Can I file even if I already resigned?
Yes. Former employees may file complaints for missing SSS contributions. Bring proof of your employment period, payslips, clearance documents, resignation or termination papers, and SSS records showing missing months.
What if the employer closed down?
Still file with SSS. Provide the last known business address, owner or officer names, SEC or DTI registration details if available, payslips, and employment proof. Closed-business cases can take longer, but closure does not automatically erase liability.
Can I file with DOLE instead of SSS?
For actual SSS posting, assessment, and collection, SSS is the proper agency. DOLE SEnA may help if the SSS issue is connected to unpaid wages, final pay, illegal deductions, termination, retaliation, or refusal to release employment records. Many workers use both, but the SSS complaint remains important.
How often should I check my SSS contributions?
Check at least every few months and always before filing a loan or benefit claim. If you are pregnant, nearing retirement, frequently sick, recently separated, or planning to apply for an SSS loan, check immediately.
Key Takeaways
- SSS deductions on your payslip must be remitted and credited to your correct SSS account.
- Under RA 11199, the employer must deduct the employee share, add the employer share, and remit on time.
- The employer cannot pass its own SSS share to the employee.
- Unpaid SSS contributions carry a 2% monthly penalty, and serious cases may involve criminal liability.

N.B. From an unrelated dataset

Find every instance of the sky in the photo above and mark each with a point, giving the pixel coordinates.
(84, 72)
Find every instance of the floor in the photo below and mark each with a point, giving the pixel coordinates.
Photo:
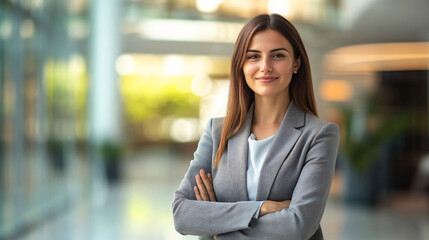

- Deducted but unremitted employee contributions may be treated as misappropriated and linked to estafa under Article 315 of the Revised Penal Code.
- Your SSS benefits should not be prejudiced by your employer’s failure to remit, but you need documents to prove your employment and deductions.
- The best evidence is a clean file: payslips, My.SSS contribution records, employment proof, payroll records, and written communications with HR.
- File with SSS for contribution assessment, collection, and posting; use DOLE SEnA when related labor issues are also involved.